2023 M11 24
C'est devenu si commun qu'il paraît presque inutile de le préciser, mais les artistes n'ont pas toujours cherché à accompagner la sortie de leur EP par un ou deux remixes. Pour comprendre l'origine de ce phénomène, il faut même remonter à 1976. À l'époque, Salsoul Records souhaite publier la huitième référence de son catalogue. Mieux, le label new-yorkais, créé deux ans plus tôt dans l’idée de produire des tubes à même d’augmenter la température en boîte de nuit, souhaite confier ce single aux DJs avant de le mettre à disposition du grand public.
ll faut dire que le succès du disco permet alors toutes les folies, et que Double Exposure est probablement la formation la plus prometteuse en termes de ventes. La mieux placée, en tout cas, pour prolonger le succès du groupe phare de la maison de disques, Salsoul Orchestra.
Conscient de l'impact toujours plus grand des DJ's sur les ventes, Ken Cayre, directeur de Salsoul Records, souhaite donc innover : plutôt que de simplement produire l'album de Double Exposure (« Ten Percent »), l'Américain a la bonne idée de promouvoir le disque à l'aide d'un maxi 45-tours du même nom. Ne lui manque plus qu'à trouver quelqu'un pour assurer le remix de la chanson-titre, un musicien suffisamment rodé à l'exercice pour faire de cette nouvelle production un succès national. Ce sera le DJ Walter Gibbons qui, à défaut d'avoir des talents de producteur, séduit grâce à « ses talents d'innovateur, sa ponctualité et son sérieux ».
Pour sa technique également, tant celle-ci semble alors particulière, et consiste à prendre deux disques et à les travailler dans les deux sens afin de prolonger les breaks de batterie, et donc le rythme de la mélodie. Paraîtrait même que cela impressionnait les DJ's de l'époque, même si un gars comme Kool Herc faisait déjà peu ou prou la même chose.

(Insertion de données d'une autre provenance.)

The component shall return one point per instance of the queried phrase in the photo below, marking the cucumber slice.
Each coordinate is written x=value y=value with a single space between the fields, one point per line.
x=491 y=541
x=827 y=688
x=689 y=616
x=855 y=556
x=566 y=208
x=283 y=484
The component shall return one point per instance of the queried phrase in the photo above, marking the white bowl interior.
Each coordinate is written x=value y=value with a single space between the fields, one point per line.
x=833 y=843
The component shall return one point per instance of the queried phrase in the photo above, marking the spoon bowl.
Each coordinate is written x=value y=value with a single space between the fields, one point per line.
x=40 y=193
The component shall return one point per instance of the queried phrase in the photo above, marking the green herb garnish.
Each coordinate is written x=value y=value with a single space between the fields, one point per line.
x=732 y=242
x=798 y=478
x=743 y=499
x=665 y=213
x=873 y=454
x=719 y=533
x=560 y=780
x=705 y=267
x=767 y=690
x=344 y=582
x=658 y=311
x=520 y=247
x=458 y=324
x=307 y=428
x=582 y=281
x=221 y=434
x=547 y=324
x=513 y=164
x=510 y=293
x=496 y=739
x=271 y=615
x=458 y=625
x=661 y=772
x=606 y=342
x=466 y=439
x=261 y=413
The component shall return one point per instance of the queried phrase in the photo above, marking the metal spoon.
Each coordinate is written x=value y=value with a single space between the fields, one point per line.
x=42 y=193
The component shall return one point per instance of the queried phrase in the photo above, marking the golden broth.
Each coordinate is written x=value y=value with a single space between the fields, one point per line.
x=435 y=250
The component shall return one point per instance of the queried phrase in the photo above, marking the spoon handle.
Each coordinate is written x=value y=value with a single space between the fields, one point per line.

Pour tester le remix de Ten Percent, passée de quatre minutes à près de dix minutes en « forme de montagnes russes », Walter Gibbons choisit logiquement un club où il a ses habitudes en tant que DJ, le Galaxy 21, situé dans le quartier de Chelsea à Manhattan. « Ça sonnait tellement nouveau, avec tout un tas d'allers-retours. On avait l'impression que ça n'allait jamais s'arrêter. La piste de danse a fini par exploser », raconte un témoin dans Love Saves the Day: A History of American Dance Music Culture, 1970-1979, tandis que le New York Times, en 2005, parle de Ten Percent comme du morceau qui annonce « l'essor des remixeurs » et des DJ's.
Seule certitude : Ten Percent est le premier maxi 45-tours à avoir été commercialisé, et est probablement le morceau qui a posé les fondations du remix disco tel qu'on le connaît aujourd'hui, celui qui a contribué à propulser ce genre musical pailleté vers le sommet des charts. Malheureusement, comme tant d'autres pionniers, et malgré une honorable 54ème position au Billboard Hot 100, Walter Gibbons fait aujourd'hui partie des oubliés de la grande histoire.